Diogo Marcondes correspondente do bairro de Cidade Ademar, zona sul
A minha primeira lembrança de eleição é de 1994. Fui com a minha mãe à escola onde ela votava – que viria a ser a escola onde estudei da 6ª série até terminar o ensino médio.
Eu tinha apenas sete anos na época. Queria muito saber como era a cédula de votação, mas fui impedido porque o voto é secreto e não poderia ter duas pessoas na mesma cabine.
Ira Romão, correspondente de Perus, zona noroeste:
Em meados da década de 1990, lá estava eu, diante da TV, assistindo o horário político e fazendo anotações aleatórias para concluir um trabalho escolar. A proposta dos professores era conscientizar os alunos – e futuros eleitores – sobre a importância do voto e da democracia.
Mas devo confessar que, para mim, era puro martírio acompanhar as intermináveis propagandas em que as palavras eram esbravejadas, repetitivas e, muitas vezes, sem sentido.
Letícia Marques, correspondente da Cachoeirinha, zona norte
Em 2002, tinha 6 anos de idade. Meus avós sempre foram muito humildes, moradores da Brasilândia, zona norte de São Paulo. Meu avô fazia carreto para o Partido dos Trabalhadores, levando as pessoas que iriam panfletar em alguns pontos da cidade. Não tinha noção do que era eleição, mas entendia que, se aquele homem fosse eleito meu avô manteria o emprego e minha avó conseguiria uma renda extra para manter os mantimentos da casa. Fiquei feliz com a eleição do presidente Lula, não pelo partido, mas pelos meus avós.
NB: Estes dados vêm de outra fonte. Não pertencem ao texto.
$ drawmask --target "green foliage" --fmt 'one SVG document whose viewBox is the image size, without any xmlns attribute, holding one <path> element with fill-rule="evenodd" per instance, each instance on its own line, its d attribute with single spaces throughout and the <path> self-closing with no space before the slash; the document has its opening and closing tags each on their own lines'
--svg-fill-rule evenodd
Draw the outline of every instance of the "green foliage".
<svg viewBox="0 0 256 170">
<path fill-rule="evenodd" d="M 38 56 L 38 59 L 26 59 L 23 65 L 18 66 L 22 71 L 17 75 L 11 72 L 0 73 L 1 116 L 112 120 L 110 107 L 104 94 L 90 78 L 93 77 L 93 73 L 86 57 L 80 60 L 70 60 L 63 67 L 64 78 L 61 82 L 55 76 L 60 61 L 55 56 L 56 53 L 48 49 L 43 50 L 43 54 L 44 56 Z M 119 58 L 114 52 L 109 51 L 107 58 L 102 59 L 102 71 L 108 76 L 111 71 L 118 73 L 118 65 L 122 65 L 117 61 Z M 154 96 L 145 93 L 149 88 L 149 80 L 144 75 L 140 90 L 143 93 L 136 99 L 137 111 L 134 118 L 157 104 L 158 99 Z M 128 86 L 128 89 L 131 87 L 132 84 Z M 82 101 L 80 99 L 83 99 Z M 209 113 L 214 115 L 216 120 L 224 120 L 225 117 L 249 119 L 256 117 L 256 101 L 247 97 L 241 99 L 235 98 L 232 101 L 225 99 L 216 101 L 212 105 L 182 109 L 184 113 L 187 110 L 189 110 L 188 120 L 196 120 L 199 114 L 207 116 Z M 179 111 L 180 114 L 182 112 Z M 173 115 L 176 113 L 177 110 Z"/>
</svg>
Luana Nunes, correspondente da Barragem, zona sul
Meus pais nunca estudaram e só sabem escrever os próprios nomes. Então sempre “torceram” pelo partido que estava fazendo algo pelo povo, mas era só torcida já que eles não votavam efetivamente. Meu pai justifica, minha mãe não. Lembro que não tinha noção de política, mas sabia quando era a votação porque sempre, no dia anterior, fazíamos uma força tarefa em casa para achar o título do meu pai. No domingo bem cedo eu ia com ele a pé pela linha do trem, até a escola que eu estudava. Chegando lá, sempre quis ver a urna e não entendia o motivo do meu pai só assinar um papel e voltar.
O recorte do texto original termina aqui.